Schenkt man den Essayisten des 19. Jahrhunderts Glauben, brachte letztlich die öffentliche Meinung Napoleon um seinen Thron, weil er ihre Zielsetzungen mit seinen eigenen vermengt hatte. War es also die »Königin der Welt«, die Napoleon, zugleich Fortsetzer und Totengräber der Revolution, stürzte und damit sein für sich selbst errichtetes Regime? Diese komplexe Frage ist hoch umstritten, sobald man den Blick auf die 1794 durch die Revolutionstruppen eroberten Gebiete richtet.
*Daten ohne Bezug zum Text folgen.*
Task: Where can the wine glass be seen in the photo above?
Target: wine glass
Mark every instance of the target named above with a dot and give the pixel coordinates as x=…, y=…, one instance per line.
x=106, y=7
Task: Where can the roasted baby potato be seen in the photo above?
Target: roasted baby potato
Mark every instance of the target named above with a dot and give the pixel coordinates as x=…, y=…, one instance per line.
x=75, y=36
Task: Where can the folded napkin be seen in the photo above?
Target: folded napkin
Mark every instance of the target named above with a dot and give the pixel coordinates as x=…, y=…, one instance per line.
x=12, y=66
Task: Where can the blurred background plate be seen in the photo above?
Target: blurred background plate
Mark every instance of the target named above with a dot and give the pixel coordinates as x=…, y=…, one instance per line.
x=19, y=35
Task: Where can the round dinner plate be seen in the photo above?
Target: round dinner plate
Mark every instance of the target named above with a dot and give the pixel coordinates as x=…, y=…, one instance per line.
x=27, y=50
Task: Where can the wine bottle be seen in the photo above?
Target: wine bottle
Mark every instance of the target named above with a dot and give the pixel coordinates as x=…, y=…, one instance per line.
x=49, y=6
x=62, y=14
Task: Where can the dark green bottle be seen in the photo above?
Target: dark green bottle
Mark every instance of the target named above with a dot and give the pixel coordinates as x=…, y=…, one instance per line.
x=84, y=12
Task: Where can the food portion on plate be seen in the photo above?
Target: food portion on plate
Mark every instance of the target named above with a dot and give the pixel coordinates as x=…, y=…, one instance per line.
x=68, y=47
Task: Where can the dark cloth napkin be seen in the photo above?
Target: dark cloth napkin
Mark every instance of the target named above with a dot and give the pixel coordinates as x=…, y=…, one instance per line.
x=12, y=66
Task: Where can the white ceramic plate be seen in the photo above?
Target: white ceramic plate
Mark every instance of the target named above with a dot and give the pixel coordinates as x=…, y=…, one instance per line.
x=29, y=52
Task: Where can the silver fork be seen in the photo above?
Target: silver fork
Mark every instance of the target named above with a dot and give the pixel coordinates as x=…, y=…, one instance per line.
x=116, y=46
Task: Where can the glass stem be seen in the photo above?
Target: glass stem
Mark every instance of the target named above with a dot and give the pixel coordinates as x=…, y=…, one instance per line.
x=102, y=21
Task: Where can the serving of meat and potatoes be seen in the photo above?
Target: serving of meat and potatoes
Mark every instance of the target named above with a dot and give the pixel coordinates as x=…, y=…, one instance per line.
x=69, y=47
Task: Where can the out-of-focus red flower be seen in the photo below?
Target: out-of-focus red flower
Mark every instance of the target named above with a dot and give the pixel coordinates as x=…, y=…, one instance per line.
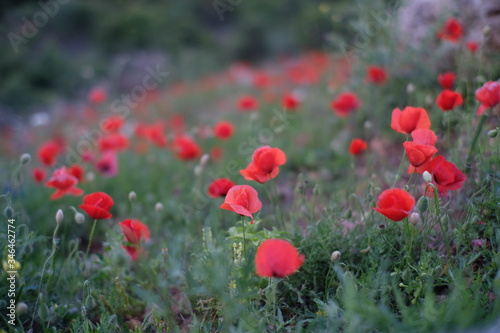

Befanden sich die Belgier, die Rheinländer und die Luxemburger unter den Gesetzen des napoleonischen Frankreichs auf dem Weg der politischen und kulturellen Assimilation, als eine ungünstige Situation diese Entwicklung bremste? Der Historiker des 21. Jahrhunderts sollte tunlichst vermeiden, die Frage in dieser Form zu stellen, denn nach zwei Jahrhunderten voller ideologischer Kämpfe besteht kein Zweifel, dass selbst solche Arbeiten zur öffentlichen Meinung, die um Verständnis bemüht sind, sich einem strengen Urteil, dem Erbe unterschiedlicher nationaler Überzeugungen, stellen müssen. Eine sachliche Untersuchung eines derart schwer zu fassenden Gegenstandes in sehr bewegten Zeiten kann nur mit Hilfe einer deutsch-französischen Herangehensweise und im Rahmen einer transnationalen Studie angegangen werden.

Publikation in französischer Sprache.